Ok. Name 10 places Catholicism and Aquinas disagree. Do it without thinking or using any resources. Just the first ten things that come to mind. Don’t take more than 15 seconds. Then do the same for Augustine.
I understand the point that was being made. Aquinas is often times pointed to as though he is of far greater authority than he was. Certainly, Aquinas is very solid and is worth a good deal of weight in a discussion, but there are times when people will pose Aquinas against some quote from a Catechism or Council. Often they are misinterpreting Aquinas, though sometimes they are not. Aquinas was not perfect, and I don’t think that his staunchest supporter would argue otherwise. The point is that, as Catholics, our allegience ought to be to the Church and Her Councils, with Aquinas being close second, not the other way around.
 
quote: Lazerlike42
This is Augustine you are referencing, not Aquinas.
You’re perfectly right. Just wait a moment and
I’ll dig out the words of the Angelic Doctor himself.
Many thanks for pointing out this incorrect attribution
on my part. :tiphat:

An *additional *reason to heartily dislike
Augustine - apart from the fact that he abandoned
the woman who bore him a son, and then they
made him a bishop! :rolleyes: Now there’s! a paragon
of virtue and thoughtfulness - who I would run a mile in tight shoes to sit at the feet of and “take instruction.”
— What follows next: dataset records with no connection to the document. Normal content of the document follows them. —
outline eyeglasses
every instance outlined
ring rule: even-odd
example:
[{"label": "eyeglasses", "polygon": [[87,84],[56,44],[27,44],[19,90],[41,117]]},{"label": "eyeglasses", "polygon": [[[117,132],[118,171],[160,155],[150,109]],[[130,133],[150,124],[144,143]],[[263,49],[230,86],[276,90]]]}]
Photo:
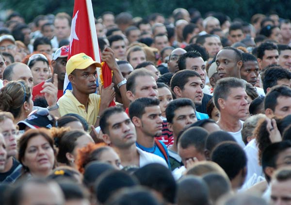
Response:
[{"label": "eyeglasses", "polygon": [[17,130],[12,130],[11,131],[5,131],[2,132],[3,136],[6,138],[10,136],[16,136],[18,133],[18,131]]},{"label": "eyeglasses", "polygon": [[0,46],[0,50],[1,51],[4,51],[7,48],[7,50],[11,50],[15,48],[15,45],[8,45],[7,46]]},{"label": "eyeglasses", "polygon": [[47,59],[46,56],[45,56],[43,54],[42,54],[41,53],[37,53],[36,54],[33,54],[32,56],[29,57],[29,59],[28,59],[28,62],[27,62],[27,65],[29,66],[32,61],[33,60],[36,59],[42,59],[46,60],[46,61],[48,61],[48,59]]}]

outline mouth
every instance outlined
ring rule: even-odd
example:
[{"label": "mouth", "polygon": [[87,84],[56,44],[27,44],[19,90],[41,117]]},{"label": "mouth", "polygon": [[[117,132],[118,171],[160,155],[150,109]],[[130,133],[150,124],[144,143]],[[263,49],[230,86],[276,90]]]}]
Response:
[{"label": "mouth", "polygon": [[48,161],[48,160],[47,158],[42,158],[37,161],[37,162],[38,162],[40,164],[44,164],[47,163]]},{"label": "mouth", "polygon": [[3,158],[3,159],[0,159],[0,165],[3,165],[5,164],[5,162],[6,161],[5,159]]},{"label": "mouth", "polygon": [[221,78],[224,77],[226,75],[226,73],[218,73],[218,75]]},{"label": "mouth", "polygon": [[96,84],[92,85],[90,86],[89,87],[92,89],[96,89],[96,88],[97,88],[97,85]]}]

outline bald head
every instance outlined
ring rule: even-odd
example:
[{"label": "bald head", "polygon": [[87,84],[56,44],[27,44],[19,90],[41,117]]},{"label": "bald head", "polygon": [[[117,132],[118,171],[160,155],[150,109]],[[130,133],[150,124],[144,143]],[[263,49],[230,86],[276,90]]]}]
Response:
[{"label": "bald head", "polygon": [[10,81],[23,80],[32,90],[33,79],[32,72],[27,65],[19,62],[11,63],[3,72],[3,83],[4,86]]},{"label": "bald head", "polygon": [[186,53],[187,51],[181,48],[176,48],[172,51],[168,62],[168,69],[170,73],[175,73],[179,70],[178,59],[180,56]]}]

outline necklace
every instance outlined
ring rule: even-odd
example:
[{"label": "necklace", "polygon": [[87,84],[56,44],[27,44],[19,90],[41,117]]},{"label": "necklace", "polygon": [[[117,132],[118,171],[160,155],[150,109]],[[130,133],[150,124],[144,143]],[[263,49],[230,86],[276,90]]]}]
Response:
[{"label": "necklace", "polygon": [[156,147],[157,147],[157,146],[156,145],[156,143],[155,143],[155,145],[154,146],[154,150],[153,151],[146,151],[146,150],[145,150],[144,148],[143,148],[143,147],[141,147],[141,146],[139,145],[138,143],[136,143],[136,146],[138,148],[139,148],[141,150],[145,151],[146,152],[149,152],[151,153],[153,153],[154,152],[155,152],[155,151],[156,151]]}]

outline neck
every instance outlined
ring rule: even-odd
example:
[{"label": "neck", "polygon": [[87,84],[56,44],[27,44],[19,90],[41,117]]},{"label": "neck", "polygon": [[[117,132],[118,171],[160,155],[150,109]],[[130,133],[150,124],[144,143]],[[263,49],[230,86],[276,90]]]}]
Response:
[{"label": "neck", "polygon": [[135,165],[139,167],[139,154],[137,152],[135,143],[129,147],[114,147],[120,157],[121,163],[125,166],[129,165]]},{"label": "neck", "polygon": [[146,148],[152,147],[155,145],[155,137],[148,136],[139,129],[136,129],[137,142],[139,145]]},{"label": "neck", "polygon": [[221,114],[217,124],[220,128],[226,132],[236,132],[242,128],[242,123],[239,118],[227,115]]},{"label": "neck", "polygon": [[6,161],[5,163],[5,167],[4,168],[4,170],[0,172],[1,173],[4,173],[5,172],[7,172],[11,168],[12,168],[12,166],[13,165],[13,157],[9,157],[7,158]]},{"label": "neck", "polygon": [[89,94],[82,93],[79,92],[76,89],[73,88],[72,94],[78,100],[78,101],[85,106],[86,110],[88,107],[88,102],[89,101]]},{"label": "neck", "polygon": [[171,146],[169,149],[171,149],[172,151],[173,151],[175,152],[178,152],[178,147],[177,147],[177,137],[176,134],[173,132],[173,137],[174,137],[174,144],[172,146]]}]

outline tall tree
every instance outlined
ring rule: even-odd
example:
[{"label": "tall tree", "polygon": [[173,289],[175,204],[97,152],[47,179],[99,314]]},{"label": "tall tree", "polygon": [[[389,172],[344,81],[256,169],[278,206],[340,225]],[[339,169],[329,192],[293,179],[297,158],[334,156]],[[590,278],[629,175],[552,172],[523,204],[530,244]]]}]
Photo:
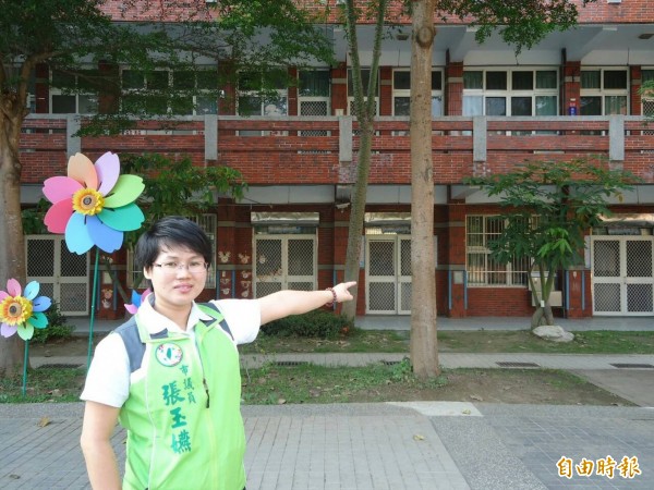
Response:
[{"label": "tall tree", "polygon": [[[65,93],[112,96],[101,101],[96,122],[112,123],[101,132],[118,132],[129,122],[123,115],[187,110],[190,96],[198,94],[197,84],[187,82],[199,76],[201,64],[231,63],[232,70],[216,71],[215,84],[203,87],[217,98],[219,74],[331,59],[329,39],[292,0],[126,0],[120,9],[129,22],[113,22],[104,10],[117,5],[105,0],[0,0],[0,284],[9,278],[25,281],[19,145],[38,65],[57,74],[49,83],[61,84]],[[148,84],[121,98],[118,70],[100,66],[129,66]],[[179,85],[157,83],[156,69],[193,75]],[[0,338],[0,376],[13,375],[21,365],[17,338]]]},{"label": "tall tree", "polygon": [[[602,160],[533,161],[507,174],[468,180],[501,197],[500,233],[488,246],[497,264],[529,260],[536,310],[532,328],[554,324],[549,295],[557,272],[583,259],[584,235],[610,216],[608,200],[637,179]],[[537,283],[532,272],[537,272]]]},{"label": "tall tree", "polygon": [[[367,183],[371,173],[373,136],[375,134],[375,117],[377,114],[377,81],[379,77],[379,56],[384,37],[384,21],[389,0],[371,2],[365,10],[356,7],[354,0],[346,0],[343,22],[348,38],[348,53],[352,63],[352,87],[354,90],[354,110],[359,125],[359,151],[356,154],[356,181],[350,198],[350,222],[348,226],[348,248],[346,252],[346,281],[359,281],[359,257],[362,246],[363,220],[367,197]],[[368,84],[363,86],[362,66],[359,56],[359,37],[356,26],[360,19],[372,16],[375,21],[373,53],[368,75]],[[351,290],[354,298],[359,287]],[[356,299],[343,304],[342,314],[348,318],[356,315]]]},{"label": "tall tree", "polygon": [[[593,0],[589,0],[593,1]],[[588,3],[582,0],[582,3]],[[411,56],[411,362],[419,377],[439,373],[434,277],[434,195],[432,161],[431,66],[434,19],[455,15],[479,26],[477,42],[495,30],[517,52],[537,45],[553,30],[577,22],[573,0],[410,0]],[[420,107],[419,107],[420,106]]]}]

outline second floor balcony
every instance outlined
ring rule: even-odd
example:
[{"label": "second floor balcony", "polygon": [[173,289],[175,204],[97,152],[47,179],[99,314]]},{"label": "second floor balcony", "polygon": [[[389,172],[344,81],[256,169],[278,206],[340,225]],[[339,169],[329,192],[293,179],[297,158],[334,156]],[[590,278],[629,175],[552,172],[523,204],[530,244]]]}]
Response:
[{"label": "second floor balcony", "polygon": [[[349,184],[359,127],[351,117],[205,115],[135,121],[113,136],[77,136],[78,115],[33,114],[21,137],[23,184],[64,173],[68,157],[159,152],[197,166],[229,166],[250,185]],[[379,117],[371,184],[411,182],[410,121]],[[654,123],[642,117],[443,117],[432,122],[434,183],[510,171],[525,160],[598,157],[654,183]]]}]

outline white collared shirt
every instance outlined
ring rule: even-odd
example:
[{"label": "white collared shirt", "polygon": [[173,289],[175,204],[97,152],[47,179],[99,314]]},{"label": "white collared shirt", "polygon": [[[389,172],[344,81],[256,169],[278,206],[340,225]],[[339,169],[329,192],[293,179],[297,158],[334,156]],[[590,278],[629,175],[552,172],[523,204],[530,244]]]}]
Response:
[{"label": "white collared shirt", "polygon": [[[199,320],[210,319],[193,303],[184,331],[168,317],[158,313],[153,307],[152,299],[153,295],[148,295],[138,308],[138,317],[149,333],[167,329],[193,339],[195,324]],[[227,320],[235,345],[246,344],[256,339],[262,319],[259,303],[256,299],[220,299],[210,303]],[[122,338],[111,333],[102,339],[95,350],[84,391],[80,397],[84,401],[121,407],[130,394],[131,375],[130,359]]]}]

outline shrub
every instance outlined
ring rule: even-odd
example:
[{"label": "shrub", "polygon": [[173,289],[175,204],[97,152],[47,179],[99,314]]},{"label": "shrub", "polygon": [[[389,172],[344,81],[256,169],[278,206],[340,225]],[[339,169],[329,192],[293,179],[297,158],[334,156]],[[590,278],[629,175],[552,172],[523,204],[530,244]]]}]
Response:
[{"label": "shrub", "polygon": [[304,315],[290,317],[267,323],[262,332],[271,336],[308,336],[332,339],[339,333],[352,330],[352,323],[342,315],[316,309]]},{"label": "shrub", "polygon": [[52,305],[45,311],[48,317],[48,327],[34,329],[32,342],[45,344],[51,340],[70,339],[75,327],[68,323],[68,318],[59,310],[59,305],[52,299]]}]

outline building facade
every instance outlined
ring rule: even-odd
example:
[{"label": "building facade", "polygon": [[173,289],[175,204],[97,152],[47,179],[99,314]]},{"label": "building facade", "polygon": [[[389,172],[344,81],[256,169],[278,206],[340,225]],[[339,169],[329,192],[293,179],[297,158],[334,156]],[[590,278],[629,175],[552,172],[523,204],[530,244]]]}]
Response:
[{"label": "building facade", "polygon": [[[489,256],[488,241],[504,226],[499,203],[462,180],[506,172],[526,159],[600,155],[642,184],[613,203],[615,215],[604,226],[589,230],[583,264],[558,272],[555,311],[571,318],[654,316],[654,126],[646,124],[654,98],[640,90],[654,81],[651,2],[597,0],[580,8],[577,28],[520,54],[496,36],[477,45],[475,29],[458,20],[436,24],[432,127],[439,315],[533,311],[526,262],[500,265]],[[175,118],[174,128],[141,121],[119,137],[75,137],[80,118],[101,110],[104,95],[48,89],[39,78],[58,74],[43,66],[21,142],[24,205],[39,199],[43,181],[63,174],[76,151],[92,159],[107,150],[158,151],[189,156],[198,166],[227,164],[243,173],[245,198],[220,198],[214,212],[193,217],[216,244],[207,297],[258,297],[337,282],[346,261],[359,137],[344,33],[336,23],[328,28],[337,66],[284,68],[298,83],[280,85],[269,100],[245,83],[225,87],[235,103],[198,97]],[[372,62],[373,29],[366,24],[359,29],[364,66]],[[410,29],[408,23],[383,42],[360,315],[411,309]],[[123,88],[148,83],[130,66],[90,69],[118,70]],[[174,84],[175,73],[159,76]],[[26,247],[28,277],[51,287],[46,293],[59,298],[64,313],[88,314],[88,258],[70,254],[57,236],[28,236]],[[130,287],[131,255],[111,259]],[[105,273],[96,304],[106,315],[122,315],[110,284]]]}]

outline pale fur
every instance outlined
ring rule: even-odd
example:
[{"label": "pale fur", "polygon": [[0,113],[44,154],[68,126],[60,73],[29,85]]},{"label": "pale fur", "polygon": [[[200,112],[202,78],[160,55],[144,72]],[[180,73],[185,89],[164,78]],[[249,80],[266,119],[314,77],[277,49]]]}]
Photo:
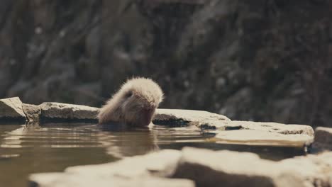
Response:
[{"label": "pale fur", "polygon": [[162,89],[153,80],[146,78],[128,79],[100,109],[99,123],[139,123],[142,108],[151,108],[153,115],[162,99]]}]

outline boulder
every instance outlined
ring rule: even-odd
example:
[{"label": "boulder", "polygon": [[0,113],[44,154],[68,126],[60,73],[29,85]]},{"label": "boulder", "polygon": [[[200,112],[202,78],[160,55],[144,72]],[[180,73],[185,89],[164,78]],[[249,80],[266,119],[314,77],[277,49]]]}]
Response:
[{"label": "boulder", "polygon": [[258,130],[237,130],[219,131],[216,140],[216,142],[227,144],[304,147],[314,141],[314,137]]},{"label": "boulder", "polygon": [[29,178],[32,186],[47,187],[330,186],[331,157],[332,152],[325,152],[275,162],[253,153],[184,147],[69,167],[63,173],[32,174]]},{"label": "boulder", "polygon": [[11,122],[25,122],[22,102],[18,97],[0,99],[0,120]]},{"label": "boulder", "polygon": [[306,135],[314,137],[314,130],[309,125],[282,124],[272,122],[206,120],[197,125],[201,128],[219,130],[255,130],[284,135]]},{"label": "boulder", "polygon": [[153,118],[156,125],[198,125],[206,121],[230,121],[227,117],[201,110],[157,108]]},{"label": "boulder", "polygon": [[96,121],[99,108],[60,103],[43,103],[39,106],[43,120]]}]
I will now patiently search out the thoughts of
Aquinas on the topic -

reen12 :coffeeread:

Well, Thos. Aquinas doesn’t get a pass on this, either.
Apparently, according to Thomas, these little souls will enjoy natural happiness but the Beatific vision? Uh uh.
The whole Limbo business is just a sorry episode in
Church history, with both! Augustine and Aquinas near
the head of the parade.
 

He is valuable - however, veneration for him should not lead to forgetfulness that​

  • there are other Catholic Rites, in which he is not as central as he has been in the Roman Rite
This is just me, but I find the notion that Eastern Catholics should not look to Aquinas or pray the Rosary to be a kind of parochialism. How would you respond to that?